Asian flavors match well whether you believe Marco Polo brought pasta out of China or not. Try rice pasta, called rice noodles or sticks. Break into small lengths and prepare according to package directions. Make a simple sauce by stirring ginger-flavored soy sauce and Thai fish sauce into enough chicken broth to moisten rice pasta. Mix in a sliced scallion, some cilantro leaves, thinly sliced (on the diagonal) celery, blanched snow peas, lime juice and cooked shrimp.

To make a few shrimp look like more, after cooking slice in half lengthwise.

Top rice noodles with chopped salted peanuts.

This isn't exactly pad thai but near enough.

I keep a bowl of peanut noodles in the fridge for quick lunches: blend (in blender) a cup of hot chicken broth, a garlic clove, a splash of soy sauce, a slice of ginger root, 1/3 cup natural-style peanut butter with the oil from top of jar.
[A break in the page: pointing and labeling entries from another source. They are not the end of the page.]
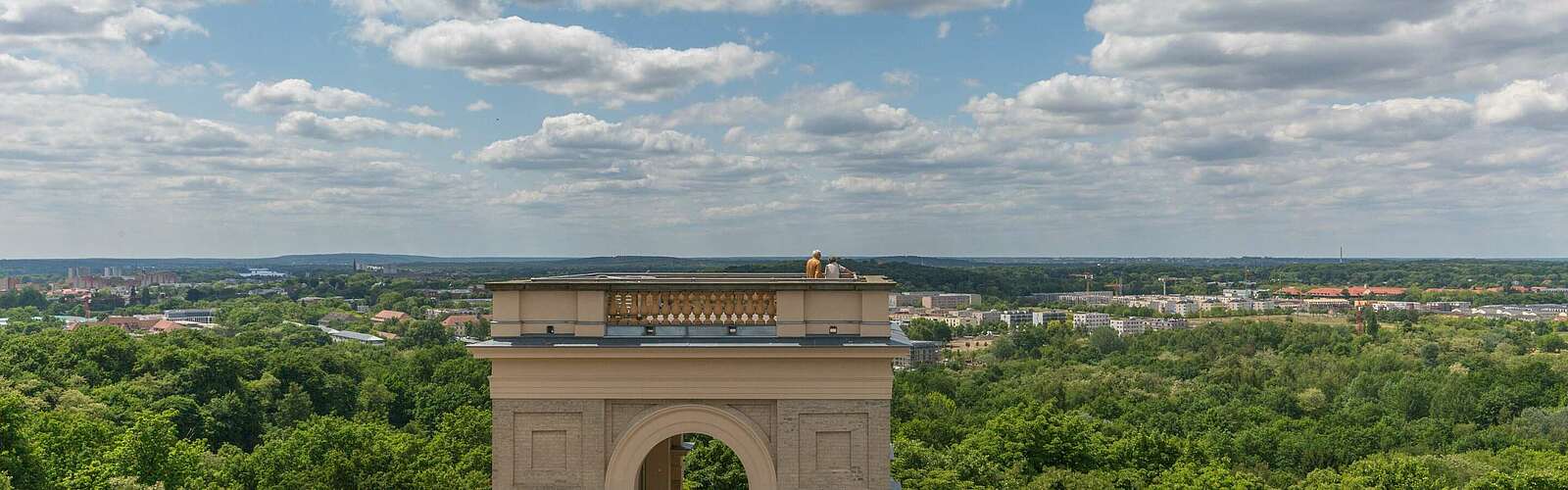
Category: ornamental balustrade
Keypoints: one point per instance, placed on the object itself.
(690, 308)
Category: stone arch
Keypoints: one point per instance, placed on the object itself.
(734, 430)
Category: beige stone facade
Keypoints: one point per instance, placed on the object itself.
(601, 375)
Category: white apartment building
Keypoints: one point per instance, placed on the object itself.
(1241, 292)
(1015, 319)
(909, 299)
(1040, 318)
(987, 316)
(1090, 320)
(951, 300)
(1180, 308)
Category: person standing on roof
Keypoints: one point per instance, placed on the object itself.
(814, 266)
(838, 270)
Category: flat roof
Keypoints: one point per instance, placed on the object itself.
(658, 341)
(692, 280)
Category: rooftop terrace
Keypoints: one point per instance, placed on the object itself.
(690, 308)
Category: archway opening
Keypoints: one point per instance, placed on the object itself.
(661, 435)
(692, 462)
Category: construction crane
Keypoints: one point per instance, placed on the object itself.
(1089, 276)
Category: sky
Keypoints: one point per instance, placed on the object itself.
(772, 127)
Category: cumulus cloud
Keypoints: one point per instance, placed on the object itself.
(831, 7)
(190, 170)
(86, 129)
(901, 77)
(572, 62)
(355, 127)
(300, 94)
(25, 74)
(747, 209)
(1330, 46)
(422, 10)
(862, 184)
(109, 36)
(1539, 104)
(576, 140)
(1385, 122)
(422, 110)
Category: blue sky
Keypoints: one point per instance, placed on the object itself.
(1145, 127)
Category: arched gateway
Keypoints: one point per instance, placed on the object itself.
(596, 377)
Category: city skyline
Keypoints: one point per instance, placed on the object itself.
(937, 127)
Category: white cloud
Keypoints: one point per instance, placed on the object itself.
(355, 127)
(1528, 102)
(423, 12)
(185, 74)
(582, 140)
(422, 110)
(300, 94)
(831, 7)
(1388, 47)
(1385, 122)
(376, 31)
(747, 209)
(1278, 16)
(901, 77)
(861, 184)
(25, 74)
(571, 60)
(107, 36)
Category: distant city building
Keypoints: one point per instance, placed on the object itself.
(987, 316)
(256, 273)
(1018, 318)
(460, 323)
(389, 316)
(1445, 305)
(1040, 318)
(1241, 292)
(138, 322)
(1325, 292)
(921, 354)
(909, 299)
(1325, 305)
(1092, 297)
(334, 318)
(1090, 320)
(971, 343)
(951, 300)
(1136, 325)
(201, 316)
(156, 278)
(1376, 291)
(352, 336)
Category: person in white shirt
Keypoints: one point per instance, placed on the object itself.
(838, 270)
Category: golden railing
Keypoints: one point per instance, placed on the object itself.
(690, 308)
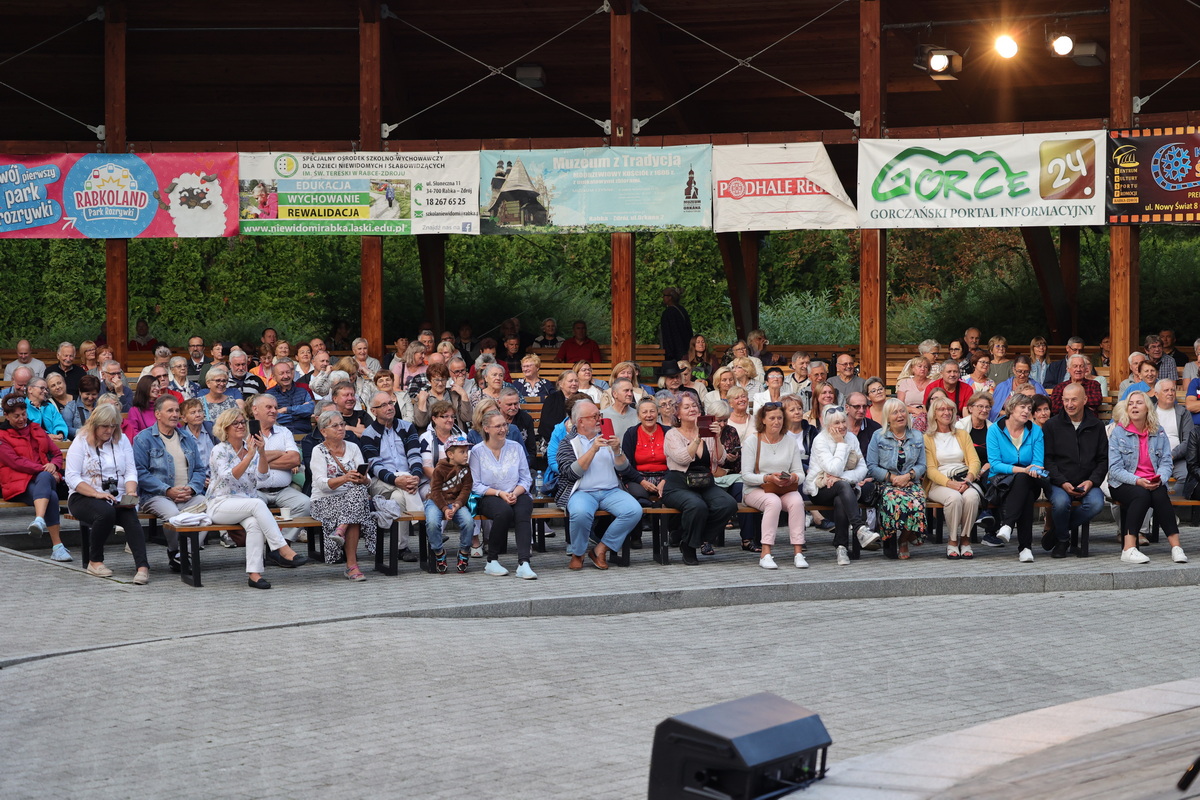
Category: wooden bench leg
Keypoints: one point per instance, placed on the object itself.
(388, 551)
(661, 540)
(190, 558)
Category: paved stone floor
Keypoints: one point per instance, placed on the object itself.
(322, 687)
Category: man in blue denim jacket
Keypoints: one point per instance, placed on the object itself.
(171, 476)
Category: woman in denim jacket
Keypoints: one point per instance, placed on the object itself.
(1139, 467)
(895, 461)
Cook a pound of thin spaghetti and toss with sauce while hot, adding a little more oil and broth if necessary. Grate a raw carrot over the pasta and toss again.

Choose interesting shapes for pasta salads, especially orecchiette (little ears) and farfalle (bow ties). For a colorful, unusual sauce cook lightly, drain, then puree a package of tiny frozen peas with two garlic cloves, a slice of sweet onion, a handful of parsley leaves, about cup olive oil, salt and pepper to taste. The sauce will be thick and bright green. Mix into a cooked pasta shape. Chill to blend flavors.

As always, ready-to-go pasta (or anything else) in the fridge lessens the take-out urge which, over the summer, will save many, many dollars.